Remove all the cards from the playing field — again and again and again.
Of late, there’s been a resurgence of solitaire-based games, both in the casual and social game arenas and through it, some interesting variants of the classic card game have emerged. With Legends of Solitaire: The Lost Cards, developer The Revills Games obviously hoped to add to the growing list of cool new solitaire titles. Sadly, the company’s slap-dash adventure/solitaire game just isn’t that much fun.
The trouble starts immediately, as the game represents itself as an adventure game with a solitaire component. Not only do the game’s title and intro sequence imply this; the company’s own description of it does. “Play fun filled matches of Solitaire as you journey across the Solitaire Kingdom on the quest to find all the cards.” Call me crazy, but when I read that, I figured I’d be playing solitaire in the service of something larger: exploring the land, doing battle with evil, saving a kingdom, perhaps. I was sadly mistaken. There was no journeying, questing or finding of anything, let alone any exploring, battling or saving. What there was, were roughly a hundred monotonous hands of solitaire.
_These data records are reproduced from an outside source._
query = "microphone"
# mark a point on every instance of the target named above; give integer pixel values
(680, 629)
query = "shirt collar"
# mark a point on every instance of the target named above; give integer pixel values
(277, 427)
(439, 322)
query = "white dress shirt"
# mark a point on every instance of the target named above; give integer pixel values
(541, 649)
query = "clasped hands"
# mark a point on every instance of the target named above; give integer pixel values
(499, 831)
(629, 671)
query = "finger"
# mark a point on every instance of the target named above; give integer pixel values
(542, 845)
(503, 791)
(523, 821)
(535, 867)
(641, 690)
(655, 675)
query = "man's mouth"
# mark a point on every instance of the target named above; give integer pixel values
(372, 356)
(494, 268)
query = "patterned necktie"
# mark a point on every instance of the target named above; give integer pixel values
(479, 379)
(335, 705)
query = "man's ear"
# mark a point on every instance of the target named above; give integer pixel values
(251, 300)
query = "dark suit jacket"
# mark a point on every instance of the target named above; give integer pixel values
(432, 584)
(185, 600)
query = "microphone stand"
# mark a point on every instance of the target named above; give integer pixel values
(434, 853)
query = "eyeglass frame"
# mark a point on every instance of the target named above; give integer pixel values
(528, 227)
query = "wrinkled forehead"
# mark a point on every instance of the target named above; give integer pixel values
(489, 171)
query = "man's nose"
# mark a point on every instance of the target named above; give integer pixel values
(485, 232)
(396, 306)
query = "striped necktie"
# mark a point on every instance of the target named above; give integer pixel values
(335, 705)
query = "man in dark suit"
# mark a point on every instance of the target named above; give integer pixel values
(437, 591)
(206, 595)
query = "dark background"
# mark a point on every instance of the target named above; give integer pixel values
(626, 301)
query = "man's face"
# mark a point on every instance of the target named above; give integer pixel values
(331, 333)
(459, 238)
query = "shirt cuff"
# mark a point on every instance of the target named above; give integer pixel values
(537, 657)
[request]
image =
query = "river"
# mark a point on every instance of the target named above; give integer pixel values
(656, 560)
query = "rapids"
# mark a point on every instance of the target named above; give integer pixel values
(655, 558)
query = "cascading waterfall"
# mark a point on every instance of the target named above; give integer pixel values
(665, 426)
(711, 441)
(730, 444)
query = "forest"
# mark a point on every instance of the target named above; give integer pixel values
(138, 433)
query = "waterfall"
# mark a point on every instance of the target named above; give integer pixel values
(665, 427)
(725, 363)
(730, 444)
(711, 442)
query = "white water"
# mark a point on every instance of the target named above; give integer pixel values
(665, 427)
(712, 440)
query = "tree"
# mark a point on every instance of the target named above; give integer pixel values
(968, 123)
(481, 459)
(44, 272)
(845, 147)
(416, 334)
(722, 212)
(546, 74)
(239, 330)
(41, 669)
The game’s cliche-packed intro told an extremely vague story of the ill-fated Kingdom of Cards where one day, the suits turned against one another and the House of Cards vanished. Then evil came in the form of some typical green-skinned monsters and a wizard came after that, to locate the “One” who can find the lost cards and save the kingdom. Yawn.
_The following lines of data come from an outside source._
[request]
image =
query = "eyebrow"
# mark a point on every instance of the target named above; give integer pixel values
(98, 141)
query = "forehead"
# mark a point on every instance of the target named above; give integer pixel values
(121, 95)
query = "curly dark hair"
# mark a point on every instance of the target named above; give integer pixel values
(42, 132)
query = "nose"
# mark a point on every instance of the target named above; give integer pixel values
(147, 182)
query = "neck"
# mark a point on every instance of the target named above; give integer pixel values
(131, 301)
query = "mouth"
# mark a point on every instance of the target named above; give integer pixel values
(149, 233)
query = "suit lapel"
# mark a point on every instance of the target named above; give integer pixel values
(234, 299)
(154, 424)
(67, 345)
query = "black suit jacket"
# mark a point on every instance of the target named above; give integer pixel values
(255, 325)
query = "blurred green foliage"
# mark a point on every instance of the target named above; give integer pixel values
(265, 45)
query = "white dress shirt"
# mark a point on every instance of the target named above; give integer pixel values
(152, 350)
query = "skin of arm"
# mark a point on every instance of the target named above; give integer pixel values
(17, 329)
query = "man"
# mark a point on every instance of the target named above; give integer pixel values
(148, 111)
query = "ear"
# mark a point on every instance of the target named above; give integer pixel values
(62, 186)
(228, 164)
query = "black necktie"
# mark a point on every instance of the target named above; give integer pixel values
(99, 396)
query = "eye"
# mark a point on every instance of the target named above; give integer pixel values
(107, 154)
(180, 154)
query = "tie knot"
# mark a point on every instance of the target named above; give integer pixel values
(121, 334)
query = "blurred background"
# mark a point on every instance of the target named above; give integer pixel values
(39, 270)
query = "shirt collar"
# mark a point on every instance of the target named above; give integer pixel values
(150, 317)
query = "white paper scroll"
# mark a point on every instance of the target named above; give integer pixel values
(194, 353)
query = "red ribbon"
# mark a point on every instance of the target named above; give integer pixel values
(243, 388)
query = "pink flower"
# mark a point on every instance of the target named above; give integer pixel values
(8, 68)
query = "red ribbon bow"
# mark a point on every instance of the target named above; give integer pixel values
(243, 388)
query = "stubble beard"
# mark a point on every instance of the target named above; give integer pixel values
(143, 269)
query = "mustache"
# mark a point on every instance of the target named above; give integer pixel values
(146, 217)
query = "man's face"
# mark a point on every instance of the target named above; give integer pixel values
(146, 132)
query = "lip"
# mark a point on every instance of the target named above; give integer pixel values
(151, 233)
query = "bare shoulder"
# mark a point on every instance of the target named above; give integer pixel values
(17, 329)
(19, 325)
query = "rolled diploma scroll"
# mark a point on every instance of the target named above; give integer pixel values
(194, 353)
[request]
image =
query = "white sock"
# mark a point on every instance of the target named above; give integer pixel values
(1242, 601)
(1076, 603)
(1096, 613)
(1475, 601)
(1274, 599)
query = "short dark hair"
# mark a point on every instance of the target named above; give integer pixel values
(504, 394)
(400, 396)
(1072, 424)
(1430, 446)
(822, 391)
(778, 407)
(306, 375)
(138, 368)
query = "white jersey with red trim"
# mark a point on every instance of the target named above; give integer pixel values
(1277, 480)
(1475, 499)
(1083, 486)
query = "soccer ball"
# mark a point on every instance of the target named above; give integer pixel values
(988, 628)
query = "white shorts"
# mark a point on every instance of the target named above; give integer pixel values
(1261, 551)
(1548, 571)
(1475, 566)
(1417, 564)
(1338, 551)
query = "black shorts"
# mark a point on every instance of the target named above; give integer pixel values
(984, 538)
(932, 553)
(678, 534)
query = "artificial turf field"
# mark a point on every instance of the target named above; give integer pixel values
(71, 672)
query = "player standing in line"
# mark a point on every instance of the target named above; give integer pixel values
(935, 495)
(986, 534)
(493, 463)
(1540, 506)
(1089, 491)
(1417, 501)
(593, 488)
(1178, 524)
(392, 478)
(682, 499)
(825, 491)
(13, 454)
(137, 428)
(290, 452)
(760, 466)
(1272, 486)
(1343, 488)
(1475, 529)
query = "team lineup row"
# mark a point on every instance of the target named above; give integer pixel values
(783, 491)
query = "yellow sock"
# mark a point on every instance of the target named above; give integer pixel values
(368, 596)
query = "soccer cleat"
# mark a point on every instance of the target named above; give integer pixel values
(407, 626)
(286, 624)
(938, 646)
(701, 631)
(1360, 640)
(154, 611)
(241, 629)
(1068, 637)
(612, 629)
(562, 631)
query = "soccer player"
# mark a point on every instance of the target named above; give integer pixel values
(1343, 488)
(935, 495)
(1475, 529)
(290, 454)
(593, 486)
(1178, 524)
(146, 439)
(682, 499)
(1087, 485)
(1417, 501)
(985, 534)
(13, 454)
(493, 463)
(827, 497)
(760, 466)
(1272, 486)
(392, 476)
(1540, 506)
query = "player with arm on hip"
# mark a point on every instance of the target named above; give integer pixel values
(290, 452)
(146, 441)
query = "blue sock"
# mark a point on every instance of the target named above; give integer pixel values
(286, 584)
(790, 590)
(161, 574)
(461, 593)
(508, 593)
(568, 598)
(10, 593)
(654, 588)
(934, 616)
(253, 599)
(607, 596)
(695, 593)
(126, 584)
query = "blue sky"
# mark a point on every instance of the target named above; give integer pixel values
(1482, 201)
I was told I was the “One” who was supposed to save the kingdom, so I set about playing solitaire: or a simplified version of it anyway. The rules here are a little different than classic solitaire—rather than creating rows of sequential, alternate-colored cards, here you remove cards individually by matching them to cards one higher or lower, drawn from a deck. For instance, if a row has a nine card visible, then to remove it you need to draw an eight or a ten card from the deck.
Another significant difference between classic solitaire and this version is the use of powerups. An in-game shop offers powerups such as a mace that breaks card locks or an ax that removes cards from the board and you can purchase these with cash you earn as you play. In addition to permanent/active powerups, there are passive powerups that grant bonus multipliers and single-use powerups (like potions that put out fires).
These powerups add a modicum of interest to just matching cards as do the game’s “special” cards. These show up randomly in your draw deck and can help or hurt you. You might draw a blacksmith card that gives you some coin or a star card that helps you achieve your objective. Then again, you could draw a sorcerer card that temporarily destroys one of your powerups. This element of chance added to the broad selection of powerups should make for a pretty interesting brand of solitaire. For some reason though, it doesn’t.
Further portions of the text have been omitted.